22% Drop In Numbers in 5 Years for Croatian Cinemas

Lauren Simmonds

croatian cinemas

June the 6th, 2024 – Croatian cinemas have experienced a 22% decrease in visitors in just 5 years. That is equal to a drop of over one million.

As Poslovni Dnevnik/Josipa Ban writes, it’s very difficult to find people in Croatia who make a living from film, Vinko Brešan, one of the most productive and successful domestic directors, said recently in HRT’s show Razgovori s razlogom/Conversations with a Reason. There are several reasons why this is so. In addition to financing problems, Croatia doesn’t actually have a film studio, and Croatian filmmakers are also significantly hindered by the issue of cinema distribution.

“The cinema doesn’t work for us, so we’re reduced to multiplexes. There are no small Croatian cinemas anymore where Croatian films are screen,” Brešan stated when explaining the situation. The situation is probably further complicated by the Internet and pirating, where, relatively soon after distribution through cinemas, it’s possible to watch a brand new film online. And for free.

Croatian cinemas have lost more than 1.1 million visitors, or 22 percent of visits, in a mere five years. This is shown by the recently published data of the State Bureau of Statistics (CBS) on the state of cinematography in 2023.
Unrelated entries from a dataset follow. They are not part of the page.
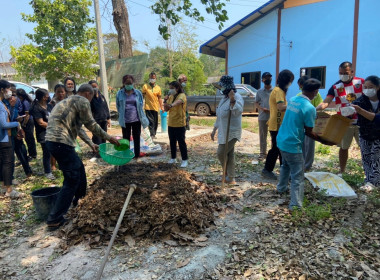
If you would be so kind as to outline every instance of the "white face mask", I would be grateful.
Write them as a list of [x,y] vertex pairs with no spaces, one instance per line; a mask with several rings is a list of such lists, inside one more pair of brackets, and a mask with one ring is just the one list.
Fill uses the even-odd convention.
[[181,84],[181,86],[182,86],[182,87],[186,87],[186,83],[183,82],[183,83]]
[[377,90],[375,88],[365,88],[363,89],[363,93],[368,97],[374,97],[377,94]]
[[289,88],[292,85],[292,83],[289,83],[285,86],[285,88]]
[[174,89],[174,88],[171,88],[169,89],[169,92],[168,92],[170,95],[173,95],[173,94],[176,94],[177,91]]
[[7,92],[4,93],[4,98],[5,98],[5,99],[9,99],[9,98],[11,98],[11,97],[12,97],[12,91],[7,90]]
[[351,80],[351,75],[339,75],[340,80],[345,83]]
[[74,88],[73,87],[66,87],[66,90],[72,92],[72,91],[74,91]]
[[149,83],[154,84],[156,82],[156,79],[149,79]]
Last year, according to statistics, 3.8 million viewers visited Croatian cinemas. Before the coronavirus crisis, in 2019, there were slightly more than five million viewers.

The data on the circulation of film and video films by country of origin also shows that there is little filming in Croatia taking place. Last year, there were 455 films in circulation, of which only 12 were Croatian, according to CBS statistics. Most of the films, 217 or almost half of them, came from across the pond in the USA.

Data from the Croatian Audiovisual Centre (HAVC) show that in the whole of 2023, 39 Croatian films were shown in Croatian cinemas.

Domestic films were watched by seven percent of the total number of moviegoers, i.e. slightly more than 266 thousand viewers. However, the figures from 2012 and for the most successful Croatian films in 2013, when more than 400 thousand people watched them, still remain unattainable.

At the same time, HAVC awarded a total of 10 million euros in support for the development and production of feature-length, documentary, animated, short- and experimental films in 2023. Cinema production was encouraged, with 193 thousand euros.

Data from the CBS show that last year cinemas generated 18.5 million euros in net income from the sale of tickets, the average price of which was 4 euros. Although these revenues are far better than those realized in 2022, namely 32 percent, cinematographers are not yet at the level of earnings they achieved in the pre-pandemic year 2019, when they earned 20.2 million euros from ticket sales.

Official statistics also show a significant increase in the number of cinemas (halls or open spaces where films are shown) in 2023. There were as many as 113, i.e. 50 percent more than in 2019.

This increase is largely attributable to a change in reporting methodology. The DZS explains that, in cooperation with the HAVC, trades and independent associations were included last year, which, according to the HAVC’s records, perform the activity of showing films.

Interestingly, the largest number of cinemas is in Split-Dalmatia County (17), followed by Primorje-Gorski Kotar and Zagreb, which have 13 cinemas. The Vukovar-Srijem County is the only one in Croatia that has only one cinema.

Only 23 independent
Most cinemas in Croatia, except in the largest domestic cities, operate as part of other business entities, most often cultural and educational institutions, such as cultural centers and public and open universities. There are only 23 independent cinemas in Croatia.

In order for the domestic film to get more space in these same cinemas, it will be necessary to solve numerous problems. In addition to financing and encouraging the private sector to enter this sector (such as in Serbia, where telecoms largely finance production, from series to films), to the construction of a film studio, which is the promise of Christopher Peter Marcich, director of HAVC, from the first mandate, i.e. 2020, which has not yet been implemented.